StarRocks, a Linux Foundation project, is a next-generation sub-second MPP OLAP database for full analytics scenarios, including multi-dimensional analytics, real-time analytics, and ad-hoc queries.
https://starrocks.io
Apache License 2.0
8.74k stars 1.75k forks source link

Issue with Hyphenated client_id Values in Partition Names #43806

Open Peschido opened 5 months ago

Peschido commented 5 months ago

Describe the bug

I’ve encountered an issue with partitioning in StarRocks (version 3.2) that seems to involve handling hyphenated client_id values. I was hoping to get some insights or solutions from anyone who might have faced a similar issue.

Steps to Reproduce the Behavior:

Create a table partitioned by client_id: CREATE TABLE test.sr_ice5 ( client_id string not null DEFAULT 'unknown', item_id string DEFAULT 'unknown', ts bigint DEFAULT 1, itemtype string DEFAULT 'unknown', labels string, has_z_info string, z_id string ) PARTITION BY (client_id) PROPERTIES ("enable_persistent_index" = "true");

Insert data into test.sr_ice5, which includes rows with client_id values both with and without hyphens (e.g., “fruit-tree” and “fruittree”). Observe the error when inserting rows with a hyphenated client_id: Error: The row create partition failed since OK. Row: ['fruittree', 'xxxx', yyy, 'zzz']
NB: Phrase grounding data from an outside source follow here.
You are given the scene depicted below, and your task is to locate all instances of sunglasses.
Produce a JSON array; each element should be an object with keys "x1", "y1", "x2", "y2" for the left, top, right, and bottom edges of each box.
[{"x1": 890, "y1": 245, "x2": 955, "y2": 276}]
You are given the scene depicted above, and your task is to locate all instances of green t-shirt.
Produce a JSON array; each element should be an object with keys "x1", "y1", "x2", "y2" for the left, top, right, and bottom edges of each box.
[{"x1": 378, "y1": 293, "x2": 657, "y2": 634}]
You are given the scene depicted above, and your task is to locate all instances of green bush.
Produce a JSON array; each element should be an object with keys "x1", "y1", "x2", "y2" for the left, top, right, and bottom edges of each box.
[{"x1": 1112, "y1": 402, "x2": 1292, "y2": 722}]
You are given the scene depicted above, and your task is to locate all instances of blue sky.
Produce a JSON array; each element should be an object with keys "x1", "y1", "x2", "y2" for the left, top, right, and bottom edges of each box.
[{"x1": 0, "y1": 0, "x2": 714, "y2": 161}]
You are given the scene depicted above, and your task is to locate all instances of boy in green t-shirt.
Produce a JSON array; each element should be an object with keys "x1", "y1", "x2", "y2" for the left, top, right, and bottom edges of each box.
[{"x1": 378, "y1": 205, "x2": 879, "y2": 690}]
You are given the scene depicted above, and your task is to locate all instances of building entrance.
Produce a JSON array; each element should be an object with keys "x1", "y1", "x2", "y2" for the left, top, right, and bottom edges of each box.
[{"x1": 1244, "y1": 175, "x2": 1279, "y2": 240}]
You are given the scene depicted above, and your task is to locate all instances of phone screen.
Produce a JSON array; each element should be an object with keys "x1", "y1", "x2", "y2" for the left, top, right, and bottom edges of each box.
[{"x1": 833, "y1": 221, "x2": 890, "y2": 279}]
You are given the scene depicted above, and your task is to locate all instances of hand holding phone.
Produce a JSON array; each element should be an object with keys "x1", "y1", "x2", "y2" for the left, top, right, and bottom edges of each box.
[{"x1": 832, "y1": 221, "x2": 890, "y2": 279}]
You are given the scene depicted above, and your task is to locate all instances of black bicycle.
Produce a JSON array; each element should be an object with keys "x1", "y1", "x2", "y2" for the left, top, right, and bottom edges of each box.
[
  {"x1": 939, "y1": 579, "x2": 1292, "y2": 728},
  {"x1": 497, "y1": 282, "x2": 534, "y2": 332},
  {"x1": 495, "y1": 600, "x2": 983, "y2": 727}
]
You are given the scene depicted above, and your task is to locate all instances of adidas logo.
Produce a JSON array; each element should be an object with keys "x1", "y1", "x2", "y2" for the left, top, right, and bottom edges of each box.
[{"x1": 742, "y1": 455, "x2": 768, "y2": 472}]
4.Checking partitions using SHOW PARTITIONS reveals that the partition name for “fruit-tree” appears without the hyphen.

Expected Behavior:

Partitions are created accurately reflecting the hyphenated and non-hyphenated client_id values, without omitting hyphens from partition names. Two partitions should be created:

one with name pfruittree with corresponding List =((‘fruittree’)) and another one with name pfruit-tree with corresponding List =((‘fruit-tree’)) Real Behavior: The system seems to omit hyphens from partition names, leading to errors when inserting data rows that correspond to the hyphenated client_id values. The insert into statement was not successful.

To Reproduce

CREATE TABLE test.sr_icetest ( client_id STRING NOT NULL DEFAULT ‘unknown’, item_id STRING DEFAULT ‘unknown’, ts BIGINT DEFAULT “1”, itemtype STRING DEFAULT ‘unknown’, labels STRING, has_z_info STRING, z_id STRING ) PARTITION BY (client_id) PROPERTIES ( “enable_persistent_index” = “true” );

INSERT INTO test.sr_icetest (client_id, item_id, ts, itemtype, labels, has_z_info, z_id) VALUES (‘fruit-tree’, ‘001’, 1622548800, ‘typeA’, ‘label1’, ‘yes’, ‘z001’);

INSERT INTO test.sr_icetest (client_id, item_id, ts, itemtype, labels, has_z_info, z_id) VALUES (‘fruittree’, ‘002’, 1622635200, ‘typeB’, ‘label2’, ‘no’, ‘z002’);

Version and Forum link

https://forum.starrocks.io/t/issue-with-hyphenated-client-id-values-in-partition-names/328/3

wyb commented 5 months ago

This is a bug. The partitions name generated by "fruit-tree" and "fruittree" are the same, resulting in the latter partition not being successfully created. I will fix it.

Peschido commented 4 months ago

Thanks for taking it on! We are desperately waiting for it.